Endothelial cells sense LSS through a number of mechanisms including the endothelial glycocalyx [60-62], growth factor receptors [63, 64], cell-cell adhesion molecules [65, 66], integrins [67], and G-protein-coupled receptors [68-70] (Figure 2). The endothelium is covered by a slimy layer of plasma proteins and glycoproteins, known as the glycocalyx, which is an organized hydrated mesh of negatively charged membranous macromolecules, proteoglycans, and glycosaminoglycans [71]. The proteoglycan core proteins are the membrane-bound glypican and the transmembrane syndecans. Syndecans directly associate with the cytoskeleton [72] and may thus directly transmit mechanical stresses to the nucleus or remote mechanotransducers [73, 74] (Figure 2). Indeed, disruption of the endothelial glycocalyx either genetically or by pharmacological inhibitors of glycocalyx producing enzymes renders the endothelium shear insensitive [60-62]. Although insights into glycocalyx signaling remain elusive, syndecans and glypicans are known to associate with the β1 integrins and mediate the activity of focal adhesion kinase (FAK) through protein kinase C-alpha (PKCα) [61, 62, 67, 73], resulting in the activation of Akt, Rho, and the endothelial nitric oxide synthase (eNOS). Combined, glycocalyx signaling enhances endothelial survival and maintenance of the endothelial barrier (Figure 2).

Figure 2

Endothelial shear stress sensing. Endothelial cells sense LSS through a number of mechanisms. Shear stress sensing through the endothelial glycocalyx is mediated by the syndecans and glypicans, which activate PKC signaling. Luminal β1-integrins also anchor to the endothelial glycocalyx and activate focal adhesion kinase (FAK). The G-protein-coupled receptors of Gα q/Gα 11 sense shear stress and activate downstream PI3K and Ca2+ signaling. The junctional mechanosensory complex consisting of PECAM-1, VEGFR2, and VE-Cadherin mediates PI3K and MAPK (MEKK3) signaling. Signaling through these mechanosensors culminates in activation of Akt, PKA, AMPK, and MEK5/Erk5 which collectively maintain the endothelial phenotype.

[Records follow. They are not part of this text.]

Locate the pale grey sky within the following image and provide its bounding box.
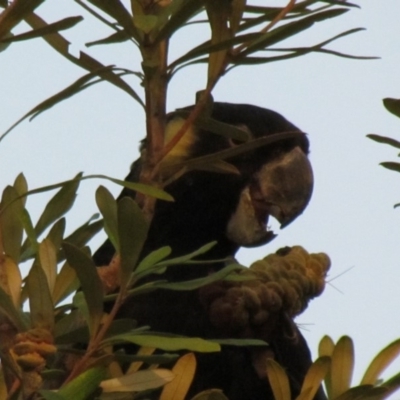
[0,0,400,392]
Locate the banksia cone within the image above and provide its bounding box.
[200,246,330,338]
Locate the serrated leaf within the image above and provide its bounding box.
[160,353,197,400]
[360,339,400,385]
[35,173,82,236]
[0,255,22,309]
[58,367,107,400]
[0,16,83,43]
[117,197,149,282]
[0,186,24,262]
[52,263,79,304]
[62,242,103,337]
[296,356,331,400]
[100,368,174,393]
[26,262,54,332]
[330,336,354,398]
[367,133,400,149]
[96,186,120,253]
[266,359,291,400]
[383,97,400,118]
[39,239,57,293]
[103,334,221,353]
[135,246,172,274]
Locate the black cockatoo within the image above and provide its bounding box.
[93,102,323,400]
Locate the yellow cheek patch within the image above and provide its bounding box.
[162,118,198,166]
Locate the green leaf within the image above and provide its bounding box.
[58,367,107,400]
[383,97,400,118]
[367,133,400,149]
[13,172,28,207]
[210,339,268,347]
[153,264,240,291]
[52,263,79,304]
[62,242,103,337]
[35,173,82,236]
[266,358,292,400]
[39,239,57,293]
[0,286,28,331]
[100,368,175,393]
[380,161,400,172]
[117,197,149,282]
[191,389,229,400]
[360,339,400,385]
[133,14,158,34]
[0,186,24,263]
[96,186,120,253]
[65,214,103,252]
[135,246,172,274]
[86,30,130,47]
[26,262,54,332]
[103,334,221,353]
[331,336,354,398]
[0,16,83,43]
[46,218,66,251]
[85,0,141,42]
[39,390,68,400]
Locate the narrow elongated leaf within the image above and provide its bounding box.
[0,186,24,263]
[380,161,400,172]
[0,286,28,331]
[100,368,174,393]
[86,31,130,47]
[22,13,144,107]
[212,339,268,347]
[191,389,229,400]
[0,0,44,38]
[58,367,107,400]
[39,239,57,293]
[118,197,149,282]
[26,262,54,332]
[266,359,292,400]
[103,334,221,353]
[13,172,28,207]
[153,264,242,290]
[367,133,400,149]
[35,173,82,236]
[360,339,400,385]
[241,8,348,56]
[157,242,217,266]
[177,111,250,142]
[331,336,354,398]
[0,16,83,43]
[383,97,400,118]
[63,242,103,336]
[96,186,120,253]
[46,218,65,251]
[296,356,331,400]
[52,263,79,304]
[89,0,141,42]
[0,255,22,309]
[160,353,196,400]
[135,246,172,274]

The protein complex consisting of PECAM-1, VEGFR2, and VE-Cadherin is a junctional mechanosensory complex that transduces hemodynamic forces into biochemical responses [75]. In this mechanosensory complex, VE-Cadherin functions as an initial adaptor which initiates the formation of the signaling complex, whereas PECAM-1 can directly transduce mechanical forces to the cytoskeleton [65]. VEGFR2, in association with VEGFa, initiates bidirectional activation of PI3K and MEKK3 which cause the downstream activation of Akt and MEK5/Erk5 signaling (Figure 2). Collectively, signaling through this junctional complex results in the activation of a number of transcription factors [63, 64] described below and loss of any one of its components ameliorates the endothelial response to LSS [2].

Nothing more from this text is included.